Contributions are welcome! Please feel free to submit a Pull Request.

  • Fork the repository
  • Create a new branch (git checkout -b feature/amazing-feature)
  • Make your changes
  • Run the test suite
  • Commit your changes (git commit -m 'Add some amazing feature')
  • Push to the branch (git push origin feature/amazing-feature)
  • Open a Pull Request

License

This project is licensed under the MIT License - see the LICENSE file for details.

Acknowledgments

  • This project uses anytree for tree data structures
  • .gitignore pattern matching uses pathspec
  • Token counting functionality is provided by OpenAI's tiktoken

Requirements

  • Python 3.9+
  • Poetry (recommended) or pip
  • Optional: Rust compiler and Cargo (for token counting feature)

Project Status

This project is actively maintained. Issues and pull requests are welcome.

FAQ

Q: Why use streaming processing?
A: Streaming allows processing of large directories and files with constant memory usage, making it suitable for processing repositories of any size.

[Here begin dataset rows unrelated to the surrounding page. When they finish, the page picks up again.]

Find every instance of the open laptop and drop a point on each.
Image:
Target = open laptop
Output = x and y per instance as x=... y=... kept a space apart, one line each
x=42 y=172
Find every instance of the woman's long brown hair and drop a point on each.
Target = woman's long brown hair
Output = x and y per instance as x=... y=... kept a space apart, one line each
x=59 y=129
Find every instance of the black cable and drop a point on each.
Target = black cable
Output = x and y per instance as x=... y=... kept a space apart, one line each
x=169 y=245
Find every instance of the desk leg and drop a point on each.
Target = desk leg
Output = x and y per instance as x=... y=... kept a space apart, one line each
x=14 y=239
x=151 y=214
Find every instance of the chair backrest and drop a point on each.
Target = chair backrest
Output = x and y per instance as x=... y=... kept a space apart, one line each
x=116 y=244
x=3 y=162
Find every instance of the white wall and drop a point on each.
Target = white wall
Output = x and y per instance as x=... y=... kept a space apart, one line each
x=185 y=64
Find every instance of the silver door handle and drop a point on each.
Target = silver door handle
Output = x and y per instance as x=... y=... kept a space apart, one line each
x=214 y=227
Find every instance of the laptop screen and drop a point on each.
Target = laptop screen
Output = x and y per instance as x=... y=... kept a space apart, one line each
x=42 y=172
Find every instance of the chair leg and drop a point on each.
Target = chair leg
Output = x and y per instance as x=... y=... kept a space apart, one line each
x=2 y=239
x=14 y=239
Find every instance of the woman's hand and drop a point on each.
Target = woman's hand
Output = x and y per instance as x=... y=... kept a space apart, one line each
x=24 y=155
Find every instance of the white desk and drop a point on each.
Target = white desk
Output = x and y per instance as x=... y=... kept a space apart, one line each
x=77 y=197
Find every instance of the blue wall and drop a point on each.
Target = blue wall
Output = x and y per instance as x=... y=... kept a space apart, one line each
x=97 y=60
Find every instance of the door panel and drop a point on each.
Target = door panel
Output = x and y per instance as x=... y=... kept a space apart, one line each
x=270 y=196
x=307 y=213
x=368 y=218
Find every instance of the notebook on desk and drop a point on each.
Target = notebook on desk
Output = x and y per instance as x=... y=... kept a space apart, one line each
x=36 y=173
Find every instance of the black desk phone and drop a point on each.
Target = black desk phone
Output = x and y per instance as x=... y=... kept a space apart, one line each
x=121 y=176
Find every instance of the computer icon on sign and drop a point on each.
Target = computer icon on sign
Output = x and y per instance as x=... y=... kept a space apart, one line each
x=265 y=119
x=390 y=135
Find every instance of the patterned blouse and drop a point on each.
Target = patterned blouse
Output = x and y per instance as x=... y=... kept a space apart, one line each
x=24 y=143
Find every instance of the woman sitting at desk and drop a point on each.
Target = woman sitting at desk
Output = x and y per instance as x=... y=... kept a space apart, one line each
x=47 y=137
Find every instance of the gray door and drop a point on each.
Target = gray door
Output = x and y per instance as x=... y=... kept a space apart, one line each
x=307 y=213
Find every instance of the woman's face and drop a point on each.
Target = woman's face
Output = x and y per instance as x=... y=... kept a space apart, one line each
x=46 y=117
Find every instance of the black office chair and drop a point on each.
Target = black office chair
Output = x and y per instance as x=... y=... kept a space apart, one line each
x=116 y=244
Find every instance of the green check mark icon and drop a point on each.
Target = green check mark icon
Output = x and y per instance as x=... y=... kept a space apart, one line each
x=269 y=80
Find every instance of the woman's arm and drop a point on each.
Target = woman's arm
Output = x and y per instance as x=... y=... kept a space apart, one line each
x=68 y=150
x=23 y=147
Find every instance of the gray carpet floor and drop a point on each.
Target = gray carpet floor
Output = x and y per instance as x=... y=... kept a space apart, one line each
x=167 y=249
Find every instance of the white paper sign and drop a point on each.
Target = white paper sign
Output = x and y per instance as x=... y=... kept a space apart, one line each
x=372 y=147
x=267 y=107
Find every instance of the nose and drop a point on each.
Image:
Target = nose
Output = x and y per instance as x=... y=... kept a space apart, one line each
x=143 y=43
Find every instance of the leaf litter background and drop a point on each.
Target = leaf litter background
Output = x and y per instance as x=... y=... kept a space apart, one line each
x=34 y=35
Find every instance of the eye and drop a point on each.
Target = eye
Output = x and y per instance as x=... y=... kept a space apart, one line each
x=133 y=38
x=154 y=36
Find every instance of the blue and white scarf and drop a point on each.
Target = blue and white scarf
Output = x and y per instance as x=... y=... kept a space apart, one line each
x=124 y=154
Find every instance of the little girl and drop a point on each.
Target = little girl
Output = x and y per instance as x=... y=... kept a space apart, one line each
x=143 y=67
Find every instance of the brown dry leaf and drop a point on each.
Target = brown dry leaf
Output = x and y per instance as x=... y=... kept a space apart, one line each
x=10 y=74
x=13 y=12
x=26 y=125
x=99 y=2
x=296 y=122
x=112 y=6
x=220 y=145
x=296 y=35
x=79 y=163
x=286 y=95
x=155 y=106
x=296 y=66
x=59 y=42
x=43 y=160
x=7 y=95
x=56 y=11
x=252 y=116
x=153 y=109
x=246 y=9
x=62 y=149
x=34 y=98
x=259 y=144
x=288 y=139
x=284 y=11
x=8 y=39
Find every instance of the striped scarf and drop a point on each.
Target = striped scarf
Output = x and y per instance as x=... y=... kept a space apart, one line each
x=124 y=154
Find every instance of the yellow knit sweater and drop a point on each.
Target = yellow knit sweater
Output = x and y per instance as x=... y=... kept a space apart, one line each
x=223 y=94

Q: How does dir2text handle symbolic links?
A: By default, dir2text represents symlinks as symbolic links in both tree and content output without following them. With the -L option, it follows symlinks similar to Unix tools like find -L. In both modes, symlink loop detection prevents infinite recursion.

Q: Can I use this with binary files?
A: The tool is designed for text files. Binary files should be excluded using the exclusion rules feature.

Q: What models are supported for token counting?
A: The token counting feature uses OpenAI's tiktoken library with the following primary models and encodings:

  • cl100k_base encoding:
    • GPT-4 models (gpt-4, gpt-4-32k)
    • GPT-3.5-Turbo models (gpt-3.5-turbo)
  • p50k_base encoding:
    • Text Davinci models (text-davinci-003)

For other language models, using a similar model's tokenizer (like gpt-4) can provide useful approximations of token counts. While the counts may not exactly match your target model's tokenization, they can give a good general estimate. The default model is "gpt-4", which uses cl100k_base encoding and provides a good general-purpose tokenization.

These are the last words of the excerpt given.